Okay, I'll try this!
Since some people on other forums told me that it's very strange that there is a u-brake mount on the bike if it's a Ritchey lugged ... Maybe the quest to find out what it is isn't quite finished ...



richieb said:


> Something tells me that we'll be seeing this bike on Ebay pretty soon...just a hunch...


Why would I sell it?
If I don't dont' find out what it is, it will still ride awesomely!

Maybe I just won't keep it as a vintage bike.
How to restore a bike as vintage if you don't know what bike it is exactly?

----------------------

By the way guys, do you think it is still worth it to restore the Unknown Bike? 
Or should I just put whatever pieces that suites me on it and have fun whit it?


----------



## pinguwin (Aug 20, 2004)

iampm said:


> By the way guys, do you think it is still worth it to restore the Unknown Bike?
> Or should I just put whatever pieces that suites me on it and have fun whit it?


Yes.

Either way, you can't go wrong. You know the approximate vintage, you can spec out parts of that era. Bikes are about fun and if you want to put a V-brake on the front, hey, it's fine if it's fun. Nothing preventing you from going back to period correct in the future.

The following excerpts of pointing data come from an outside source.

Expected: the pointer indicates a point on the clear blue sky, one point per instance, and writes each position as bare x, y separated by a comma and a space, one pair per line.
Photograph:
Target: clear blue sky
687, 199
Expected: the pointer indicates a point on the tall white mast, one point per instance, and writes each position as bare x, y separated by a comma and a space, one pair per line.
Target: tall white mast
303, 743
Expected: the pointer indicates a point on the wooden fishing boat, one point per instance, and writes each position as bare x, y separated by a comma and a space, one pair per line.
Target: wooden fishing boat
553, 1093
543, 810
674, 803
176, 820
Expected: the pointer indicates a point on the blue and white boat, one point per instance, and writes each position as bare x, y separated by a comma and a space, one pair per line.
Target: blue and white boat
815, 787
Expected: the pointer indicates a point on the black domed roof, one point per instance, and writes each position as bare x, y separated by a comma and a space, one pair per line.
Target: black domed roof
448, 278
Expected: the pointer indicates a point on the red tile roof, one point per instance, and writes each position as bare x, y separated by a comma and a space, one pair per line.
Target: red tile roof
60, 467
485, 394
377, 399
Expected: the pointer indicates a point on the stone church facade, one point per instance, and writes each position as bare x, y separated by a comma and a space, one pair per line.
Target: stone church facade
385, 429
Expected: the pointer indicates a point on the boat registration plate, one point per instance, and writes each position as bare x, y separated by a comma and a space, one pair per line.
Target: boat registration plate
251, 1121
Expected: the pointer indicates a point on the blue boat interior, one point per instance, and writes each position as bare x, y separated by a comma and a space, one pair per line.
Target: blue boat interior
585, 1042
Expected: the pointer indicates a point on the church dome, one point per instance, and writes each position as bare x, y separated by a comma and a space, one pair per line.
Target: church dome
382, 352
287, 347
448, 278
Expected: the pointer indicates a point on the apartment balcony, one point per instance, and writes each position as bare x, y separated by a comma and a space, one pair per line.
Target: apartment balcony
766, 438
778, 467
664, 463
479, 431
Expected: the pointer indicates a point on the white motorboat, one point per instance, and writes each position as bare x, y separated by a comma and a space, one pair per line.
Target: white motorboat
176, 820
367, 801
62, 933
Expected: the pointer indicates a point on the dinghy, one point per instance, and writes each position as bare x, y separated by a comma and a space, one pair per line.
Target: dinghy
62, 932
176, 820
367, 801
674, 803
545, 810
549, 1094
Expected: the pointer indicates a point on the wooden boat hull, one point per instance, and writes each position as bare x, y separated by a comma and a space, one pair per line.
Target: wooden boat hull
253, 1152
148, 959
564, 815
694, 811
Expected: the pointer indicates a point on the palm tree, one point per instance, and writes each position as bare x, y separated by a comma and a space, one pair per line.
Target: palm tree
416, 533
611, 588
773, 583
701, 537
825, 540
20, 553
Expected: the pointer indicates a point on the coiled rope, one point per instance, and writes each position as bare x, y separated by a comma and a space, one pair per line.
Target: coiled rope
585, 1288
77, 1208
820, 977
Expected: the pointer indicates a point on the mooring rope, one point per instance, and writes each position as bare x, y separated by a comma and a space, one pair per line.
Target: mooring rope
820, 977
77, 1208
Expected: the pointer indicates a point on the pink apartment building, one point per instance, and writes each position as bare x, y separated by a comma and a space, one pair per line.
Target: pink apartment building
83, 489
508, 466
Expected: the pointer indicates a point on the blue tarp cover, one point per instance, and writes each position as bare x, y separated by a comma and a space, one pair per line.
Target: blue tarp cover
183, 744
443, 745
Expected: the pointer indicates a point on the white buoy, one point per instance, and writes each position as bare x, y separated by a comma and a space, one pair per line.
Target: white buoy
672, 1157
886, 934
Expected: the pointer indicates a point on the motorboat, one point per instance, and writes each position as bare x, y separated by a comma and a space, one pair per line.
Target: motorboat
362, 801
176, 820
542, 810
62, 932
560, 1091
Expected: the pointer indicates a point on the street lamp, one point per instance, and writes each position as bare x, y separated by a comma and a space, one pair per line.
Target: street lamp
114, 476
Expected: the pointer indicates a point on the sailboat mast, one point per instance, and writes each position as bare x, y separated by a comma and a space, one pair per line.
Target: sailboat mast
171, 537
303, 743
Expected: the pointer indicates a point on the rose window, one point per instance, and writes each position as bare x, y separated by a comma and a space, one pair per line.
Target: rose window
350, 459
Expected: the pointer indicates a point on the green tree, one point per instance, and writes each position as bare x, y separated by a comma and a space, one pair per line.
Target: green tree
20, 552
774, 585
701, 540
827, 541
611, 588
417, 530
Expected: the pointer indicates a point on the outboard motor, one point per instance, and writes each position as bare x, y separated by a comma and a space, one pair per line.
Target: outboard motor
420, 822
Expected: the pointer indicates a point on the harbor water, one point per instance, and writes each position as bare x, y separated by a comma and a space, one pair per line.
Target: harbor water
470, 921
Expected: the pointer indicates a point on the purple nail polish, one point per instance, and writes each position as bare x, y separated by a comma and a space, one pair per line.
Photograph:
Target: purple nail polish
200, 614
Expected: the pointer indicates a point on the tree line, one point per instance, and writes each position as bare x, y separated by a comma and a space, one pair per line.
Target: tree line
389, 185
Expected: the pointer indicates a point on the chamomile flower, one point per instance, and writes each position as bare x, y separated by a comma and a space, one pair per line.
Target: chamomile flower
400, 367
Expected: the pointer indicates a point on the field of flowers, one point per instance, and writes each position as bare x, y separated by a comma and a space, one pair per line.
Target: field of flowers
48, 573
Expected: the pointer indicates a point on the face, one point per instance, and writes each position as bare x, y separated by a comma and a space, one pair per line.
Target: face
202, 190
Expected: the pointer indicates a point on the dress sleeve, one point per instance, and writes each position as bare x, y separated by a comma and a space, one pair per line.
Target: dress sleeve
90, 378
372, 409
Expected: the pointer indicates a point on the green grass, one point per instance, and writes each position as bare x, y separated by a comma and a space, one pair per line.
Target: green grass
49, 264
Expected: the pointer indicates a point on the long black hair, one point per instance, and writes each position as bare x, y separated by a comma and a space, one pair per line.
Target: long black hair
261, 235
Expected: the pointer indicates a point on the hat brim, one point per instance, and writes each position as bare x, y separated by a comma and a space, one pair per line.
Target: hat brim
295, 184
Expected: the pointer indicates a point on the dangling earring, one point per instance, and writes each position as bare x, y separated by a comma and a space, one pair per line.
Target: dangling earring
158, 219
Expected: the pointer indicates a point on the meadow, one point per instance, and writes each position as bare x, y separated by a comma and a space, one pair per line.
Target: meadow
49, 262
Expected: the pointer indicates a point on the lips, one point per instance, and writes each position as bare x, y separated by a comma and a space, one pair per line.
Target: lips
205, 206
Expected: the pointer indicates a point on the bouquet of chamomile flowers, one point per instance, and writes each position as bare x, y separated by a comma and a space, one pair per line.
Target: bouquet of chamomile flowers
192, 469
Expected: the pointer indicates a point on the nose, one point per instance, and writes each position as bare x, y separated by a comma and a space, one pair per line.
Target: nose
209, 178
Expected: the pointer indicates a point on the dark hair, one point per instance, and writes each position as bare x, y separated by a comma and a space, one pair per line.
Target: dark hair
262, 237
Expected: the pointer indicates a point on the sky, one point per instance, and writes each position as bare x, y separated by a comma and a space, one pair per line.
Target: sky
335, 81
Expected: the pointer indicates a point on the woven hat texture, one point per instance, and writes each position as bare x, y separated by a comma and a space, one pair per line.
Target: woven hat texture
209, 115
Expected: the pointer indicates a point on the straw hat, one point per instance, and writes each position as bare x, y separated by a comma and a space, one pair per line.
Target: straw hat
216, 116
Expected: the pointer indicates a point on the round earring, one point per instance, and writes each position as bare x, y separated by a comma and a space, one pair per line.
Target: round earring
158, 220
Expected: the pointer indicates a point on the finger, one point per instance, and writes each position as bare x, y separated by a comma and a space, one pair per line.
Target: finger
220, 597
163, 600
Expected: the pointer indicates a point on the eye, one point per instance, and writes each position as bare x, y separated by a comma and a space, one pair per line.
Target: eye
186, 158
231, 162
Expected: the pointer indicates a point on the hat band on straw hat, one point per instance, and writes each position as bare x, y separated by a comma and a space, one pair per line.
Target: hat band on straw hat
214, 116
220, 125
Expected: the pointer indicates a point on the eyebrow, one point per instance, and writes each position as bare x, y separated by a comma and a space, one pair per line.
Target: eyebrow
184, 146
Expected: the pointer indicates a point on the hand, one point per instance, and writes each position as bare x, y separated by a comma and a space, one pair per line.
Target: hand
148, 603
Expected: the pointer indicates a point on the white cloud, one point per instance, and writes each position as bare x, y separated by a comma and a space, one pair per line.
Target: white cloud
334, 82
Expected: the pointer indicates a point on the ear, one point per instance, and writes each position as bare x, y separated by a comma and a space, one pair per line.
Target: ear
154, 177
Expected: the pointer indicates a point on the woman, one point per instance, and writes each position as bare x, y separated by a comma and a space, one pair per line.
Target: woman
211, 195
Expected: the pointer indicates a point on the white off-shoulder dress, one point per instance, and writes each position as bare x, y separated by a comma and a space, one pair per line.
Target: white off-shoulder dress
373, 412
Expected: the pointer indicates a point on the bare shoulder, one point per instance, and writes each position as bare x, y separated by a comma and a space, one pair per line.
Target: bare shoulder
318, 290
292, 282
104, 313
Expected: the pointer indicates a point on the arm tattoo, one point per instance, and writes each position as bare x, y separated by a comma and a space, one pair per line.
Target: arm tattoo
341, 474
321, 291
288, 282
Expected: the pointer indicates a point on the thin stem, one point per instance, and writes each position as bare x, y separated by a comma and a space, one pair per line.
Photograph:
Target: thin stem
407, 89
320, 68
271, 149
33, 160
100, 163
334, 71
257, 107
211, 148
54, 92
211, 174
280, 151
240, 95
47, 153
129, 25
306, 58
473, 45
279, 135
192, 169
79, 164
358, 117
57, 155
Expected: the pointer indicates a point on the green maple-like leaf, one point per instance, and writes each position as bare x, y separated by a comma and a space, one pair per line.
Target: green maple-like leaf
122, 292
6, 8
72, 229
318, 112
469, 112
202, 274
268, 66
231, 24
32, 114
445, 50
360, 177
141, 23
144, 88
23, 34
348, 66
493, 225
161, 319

Keep looking, ye shall find knowledge when the time is right. I like the bike and it sounds like you do too. Cool.

Pinguwin


----------



## iampm (Jul 25, 2007)

Do somebody know how to contact the Rocky Mountain company directly by e-mail? I can't find any e-mail address on their website ...


----------



## hollister (Sep 16, 2005)

kb11 said:


> The wealth of information in this forum is only exceeded by our good looks


thanks, now i got coffee in my keyboard.


----------



## kb11 (Mar 29, 2004)

iampm, The lugged Ritchey bike was a '86 only model, it was imported to Canada only by Rocky Mountain. It was a combined project between Ritchey and Rocky Mountain to start importing bikes from Japan. Remember these were small companies at the time and the combined resorces made it possible. I suspect that Rocky Mountain continued to import this bike in '87, putting there name on it, upgrading to U brakes and M730 componets, etc. I dont know what the model name would of been. Grayson Bain would probably be the only one to have that info as Rocky Mountain was bought out years ago. Here is an email address I had for him, not sure if its still good but you can try: [email protected]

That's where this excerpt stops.